Nós abolimos o release

Descubra os resultados de um ano sem escrever release

Por Monique Fernandes - Em 18.09.2015


Há um ano, na Tagarela, deixamos o release de lado. E você deve estar se perguntando o motivo de tomarmos essa decisão. Simples, deturparam o conceito do release. Hoje ele serve apenas para mostrar ao cliente que as assessorias estão trabalhando e atrasar a divulgação. Sim, atrasar! Já pensou em quantas vezes, você, cliente, recebe um texto para aprovação e pede alterações? Você assessor, quantas vezes mandou um texto para um cliente e o mesmo voltou todo rescrito como um texto publicitário? Isso são fatores que travam uma divulgação. Já vi releases levarem 15 dias para serem aprovados. Nesse tempo, a assessoria não trabalha aquele assunto, pois não teve o aval do cliente.

Quando o press release foi inventado, era para ser um texto informativo com a proposta de facilitar o trabalho do repórter que trabalha em redação. Ali ele poderia encontrar falas de personagem, local, data, números que o ajudariam a escrever a sua matéria, uma fonte de consulta confiável para checagem de informações.

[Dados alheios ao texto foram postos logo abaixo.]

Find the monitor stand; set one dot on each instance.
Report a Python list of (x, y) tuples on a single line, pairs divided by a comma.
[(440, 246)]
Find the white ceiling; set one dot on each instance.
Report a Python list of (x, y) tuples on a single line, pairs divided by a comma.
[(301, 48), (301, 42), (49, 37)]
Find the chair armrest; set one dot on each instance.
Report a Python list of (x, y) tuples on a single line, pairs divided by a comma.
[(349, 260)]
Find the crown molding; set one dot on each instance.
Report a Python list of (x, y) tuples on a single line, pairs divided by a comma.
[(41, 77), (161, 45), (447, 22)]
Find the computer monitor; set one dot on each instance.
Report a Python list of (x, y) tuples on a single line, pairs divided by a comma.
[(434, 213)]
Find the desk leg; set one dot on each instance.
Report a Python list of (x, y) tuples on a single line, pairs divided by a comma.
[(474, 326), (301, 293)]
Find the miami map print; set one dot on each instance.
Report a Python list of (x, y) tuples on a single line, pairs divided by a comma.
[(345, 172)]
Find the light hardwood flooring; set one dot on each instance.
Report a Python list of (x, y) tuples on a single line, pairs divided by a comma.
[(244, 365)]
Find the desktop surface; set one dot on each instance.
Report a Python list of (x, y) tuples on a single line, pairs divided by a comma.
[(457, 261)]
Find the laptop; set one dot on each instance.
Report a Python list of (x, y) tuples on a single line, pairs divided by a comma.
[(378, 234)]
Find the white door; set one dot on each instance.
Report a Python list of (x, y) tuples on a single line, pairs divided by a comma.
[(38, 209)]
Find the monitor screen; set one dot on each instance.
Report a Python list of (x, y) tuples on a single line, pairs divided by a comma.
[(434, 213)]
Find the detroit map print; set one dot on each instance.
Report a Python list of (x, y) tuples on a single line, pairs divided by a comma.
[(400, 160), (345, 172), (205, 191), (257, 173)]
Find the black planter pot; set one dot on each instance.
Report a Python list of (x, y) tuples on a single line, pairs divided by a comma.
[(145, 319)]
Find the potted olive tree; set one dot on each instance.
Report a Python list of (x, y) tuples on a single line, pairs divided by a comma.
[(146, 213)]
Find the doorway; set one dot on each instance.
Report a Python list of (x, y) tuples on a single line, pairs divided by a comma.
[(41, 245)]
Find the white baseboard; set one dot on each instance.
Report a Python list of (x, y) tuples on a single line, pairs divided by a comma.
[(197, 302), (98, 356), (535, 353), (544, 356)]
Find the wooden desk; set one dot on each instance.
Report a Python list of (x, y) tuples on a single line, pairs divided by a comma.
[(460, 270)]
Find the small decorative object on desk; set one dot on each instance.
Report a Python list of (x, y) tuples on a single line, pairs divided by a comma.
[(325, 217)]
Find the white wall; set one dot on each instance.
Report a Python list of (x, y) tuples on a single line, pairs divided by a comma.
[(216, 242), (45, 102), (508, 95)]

Assim a assessoria poderia evitar que informações fossem publicadas com erro. Com o tempo isso foi perdendo o sentido. O release virou um texto burocrático que tangibiliza para o cliente o serviço. Para muitas assessorias de imprensa, cada texto entregue é uma forma de mostrar que o trabalho está sendo feito, o cliente parte do princípio que se ele aprovou o texto, os releases foram enviados e se não teve matéria, fugiu do controle do assessor.

O que alguns não sabem, muitos desses releases são usados para agradar o cliente e nunca serão usados pela assessoria. Exemplo, o cliente pediu para fazer uma divulgação de uma nova contratação para o time. Isso não é de interesse da mídia. Existem assessores que ao invés de informar ao cliente que vai ser um desgaste da relação da empresa com os jornalistas fazer uma divulgação de algo irrelevante para o público daquela mídia, preferem escrever, enviar para aprovação, nunca utilizar esse texto e dizer que não houve interesse dos jornalistas. É melhor produzir um release do que gerar um possível desgaste com o cliente. O tempo em que o assessor está fazendo esse texto, poderia muito bem estar trabalhando uma pauta mais útil para a empresa.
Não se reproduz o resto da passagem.